Based upon these allegations appellants prayed for the issuance of a writ of mandate compelling respondent Anderson to request of respondent McMullen separate valuations for appellants' respective undivided interests in the subject property; further compelling respondent McMullen to furnish such separate valuations so that appellants may redeem their respective undivided interests in the subject property; further compelling respondent Anderson to accept the amounts so computed as being the correct amounts necessary to redeem appellants' respective interests; and finally compelling respondent McMullen to separately assess appellants' respective interests in the subject property for both current and future taxes.
In support of their contention that the petition states a case in mandate, appellants assert that based upon the allegation that they requested a valuation pursuant to section 4151 of the Revenue and Taxation Code, a duty devolved upon respondents by virtue of sections 4153 and 4154, to make separate valuations of appellants' interests in the subject property. Respondents, on the other hand, take the position that appellants do not fall within the class of persons who are entitled to apply for separate valuation under section 4151 and that therefore sections 4153 and 4154 impose no duty upon respondents to make such separate valuations. From the respective positions of appellants and respondents it becomes apparent that we are called upon on this appeal to interpret section 4151 and particularly to determine whether this section entitles the owner of an undivided interest in tax-sold and tax-deeded property to request a separate valuation of his undivided interest in that property in order to redeem such interest.  We should point out here that since the right of redemption comes entirely from statute and is subject to all limitations and conditions therein imposed ( Peterson v. Johnson, 39 Cal.2d 745, 748 [ 249 P.2d 17]; Sutter-Yuba Invest. Co. v. Waste, 21 Cal.2d 781, 785 [ 136 P.2d 11]; Quinn v. Kenney, 47 Cal. 147, 150), if respondents are to be held duty-bound to respond to appellants' requests for separate valuation of their undivided interests, the source of this duty must be found in sections 4151, 4153 and 4154.

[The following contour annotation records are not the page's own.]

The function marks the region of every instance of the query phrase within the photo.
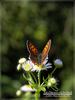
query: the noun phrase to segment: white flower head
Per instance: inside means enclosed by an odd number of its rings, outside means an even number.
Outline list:
[[[32,66],[31,71],[40,71],[40,70],[47,70],[48,68],[51,68],[51,63],[47,63],[48,62],[48,56],[46,57],[46,59],[44,60],[43,64],[34,64],[32,62],[32,60],[29,57],[29,62],[30,65]]]
[[[20,96],[21,95],[21,90],[17,90],[16,95]]]
[[[23,92],[27,92],[27,91],[36,91],[36,89],[33,89],[30,85],[23,85],[21,88],[20,88],[21,91]]]
[[[56,59],[54,61],[54,65],[55,65],[55,67],[60,68],[63,66],[63,62],[60,59]]]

Unless otherwise indicated, all statutory references are to the Revenue and Taxation Code. Section 4151 provides specifically as follows: "Any person claiming an interest, evidenced by presentation of a duly executed and recorded deed, purchase contract, deed of trust, mortgage, or final decree of court, in any parcel of tax-sold or tax-deeded property which does not have a separate valuation on the roll for the year for which it became tax delinquent or any subsequent roll, and who is not the owner or contract purchaser of the entire parcel as assessed, may apply to the redemption officer to have the parcel separately valued in order that it may be redeemed under this chapter."
These sections provide as follows: "The redemption officer shall transmit the request for separate valuation to the county assessor and, if the tax collector is not the redemption officer, a copy of it to the tax collector." (§ 4153.)

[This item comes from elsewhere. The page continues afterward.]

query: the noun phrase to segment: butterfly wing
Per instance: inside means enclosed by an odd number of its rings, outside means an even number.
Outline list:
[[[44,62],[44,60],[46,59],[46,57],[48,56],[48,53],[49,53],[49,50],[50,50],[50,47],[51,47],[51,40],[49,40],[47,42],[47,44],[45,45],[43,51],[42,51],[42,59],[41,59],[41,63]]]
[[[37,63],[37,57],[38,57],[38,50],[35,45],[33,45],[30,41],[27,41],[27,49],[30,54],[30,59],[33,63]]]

"The assessor shall immediately place a separate valuation on the parcel for each year for which it was delinquent and not separately valued and transmit it to the redemption officer. The sum of the valuations of the parcels for each year shall equal their total valuation before separation for that year." (§ 4154.)

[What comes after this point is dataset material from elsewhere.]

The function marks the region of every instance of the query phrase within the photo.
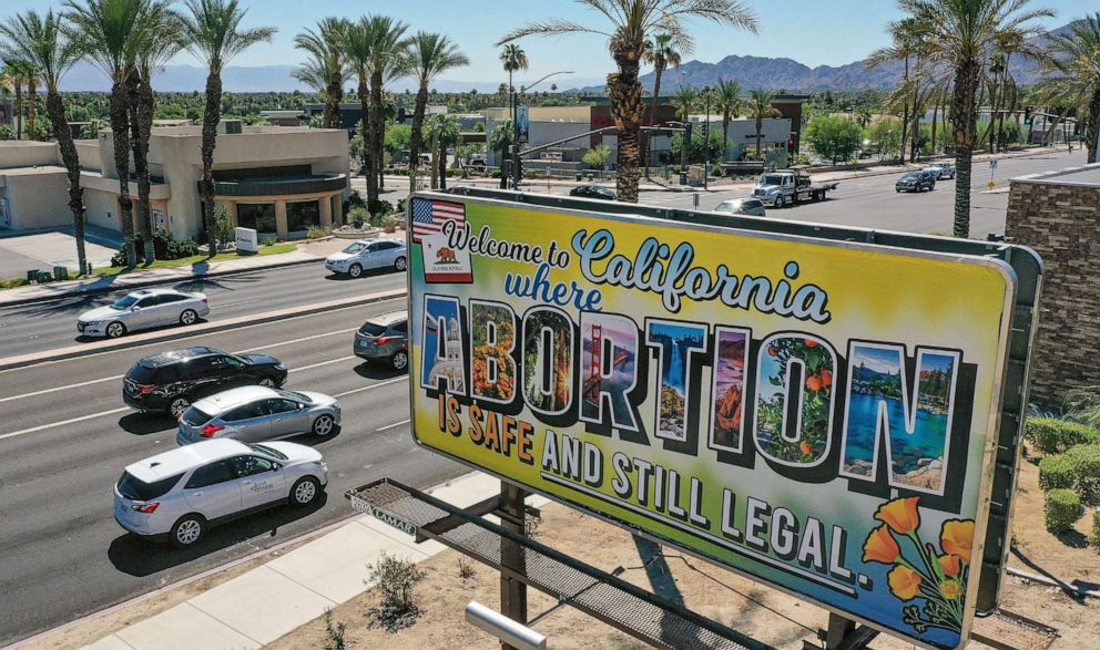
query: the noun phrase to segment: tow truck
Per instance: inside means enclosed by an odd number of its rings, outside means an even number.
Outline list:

[1b] On its face, section 4151, which speaks in terms of separate valuation of a "parcel" of tax-sold and tax-deeded property, appears to sanction separate valuation for the purpose of redemption of only a geographically-delineated portion of tax-sold or tax-deeded property. (See Peterson v. Johnson, supra.) While this is the construction of section 4151 which respondents claim to be the proper one, appellants urge that section 4151 also authorizes a separate valuation of an undivided interest in tax-sold or tax-deeded property. In so urging, appellants rely heavily upon section 4146, which provides in pertinent part that the term "parcel," as used in the chapter entitled "Redemption of Part of Assessment," which chapter includes section 4151, "includes an undivided interest in real property." We think that appellants' contention is sound. Not only does the wording of section 4151, when read in conjunction with the definition of the term "parcel" contained in section 4146, support appellants' position, but, in addition, the legislative history of sections 4146 and 4151 indicates that separate valuation and partial redemption of an undivided interest in tax-sold or tax-deeded property was intended by these sections.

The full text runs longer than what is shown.